The event raises alarm bells about the security risks of centralized platforms, even as Coinbase continues to see institutional inflows, with Bitcoin withdrawals hitting a yearly high of more than 9,739 BTC (more than $1 billion) on May 9 alone, according to Bitwise.

Bitcoin Market Rebounds Amid Geopolitical Turmoil
Despite the security crisis and global economic turmoil, Bitcoin has shown remarkable resilience, returning to the $100,000 mark for the first time since February. The coin had previously fallen more than 30% following President Trump’s “Liberation Day” tariff announcement in early April, pulling the price from a high of $109,241 to a low of $74,000.

However, the situation has since reversed thanks to the “de-escalation” of trade tensions between the US and China. US Treasury Secretary Scott Bessent announced a 90-day tax cut, helping to improve market sentiment and restore global investor confidence.

Bitcoin ETFs and institutional money play a leading role
Bitcoin ETF products continue to attract large inflows. Currently, the total assets under management (AUM) of these ETFs has surpassed the $110 billion mark, accounting for more than 1% of the global ETF market. According to Bloomberg data, four of the twelve newly issued Bitcoin ETFs are among the top 20 most successful ETF launches in US history.

The “Fear & Greed Index” remains in the “Greed” zone with a score of 69, reflecting investor optimism despite security risks from centralized exchanges like Coinbase.

DeFi: Uneven Growth, Risks Remain
While Bitcoin is soaring, the decentralized finance (DeFi) ecosystem is showing mixed results. Lending protocol Aave hit a new record TVL of $40.3 billion on May 12, but other platforms like Rootstock saw declines. Messari’s Q1 report showed Rootstock’s Bitcoin TVL down 7.2%, while its USD TVL fell more than 20% from the previous quarter.
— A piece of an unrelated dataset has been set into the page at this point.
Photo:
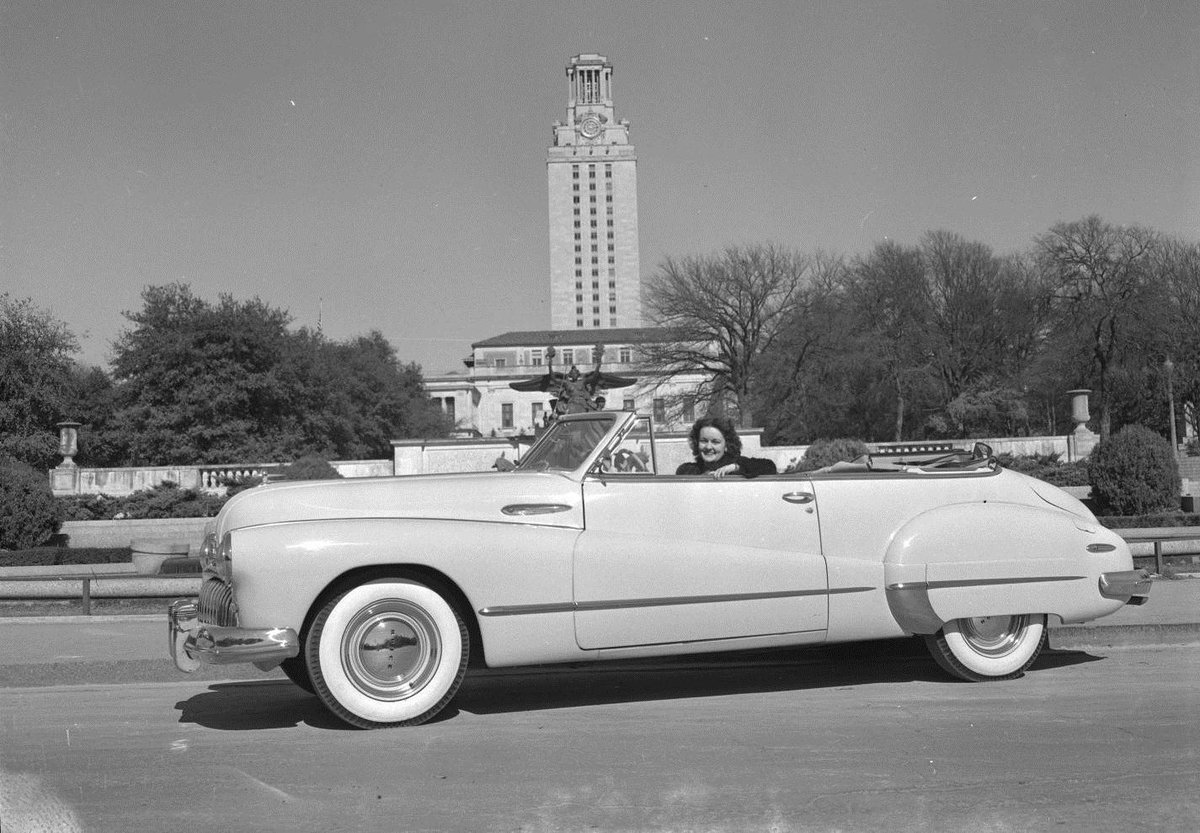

Security remains a major weakness. Bybit’s hack in February resulted in losses of more than $1.5 billion, one of the largest in DeFi history.

Policy and market expectations shape Bitcoin’s future
Investors are closely watching regulatory developments in 2025. The Trump administration is considering a slew of ETF proposals for major coins like Solana, Polkadot, and XRP. The SEC has postponed its decision on Grayscale’s Solana ETF until October 2025, while key milestones for the Polkadot and XRP ETFs are due in June.

According to Investopedia, analysts at Bitwise believe Bitcoin could hit $200,000 by the end of the year, while VanEck predicts a price of $180,000. However, macro risks remain: the Federal Reserve has scaled back its rate-cut expectations, boosting bond yields and potentially curbing capital flows into riskier assets like Bitcoin.

Outlook: Bitcoin continues to lead, regulation plays a key role
According to LiteFinance’s forecast, Bitcoin’s price in 2025 could range from a low of $85,753 to a potential peak of $210,125. Long-term growth is expected to come from increased investment from financial institutions and technological advancements in the blockchain ecosystem.

Against this backdrop, the Global Bitcoin Policy Index (GBPI) is emerging as an important indicator of each country’s friendliness to cryptocurrencies. The index provides a comprehensive view of the legal, tax, regulatory frameworks, and levels of support for innovation – factors that will determine global capital flows in the digital currency era.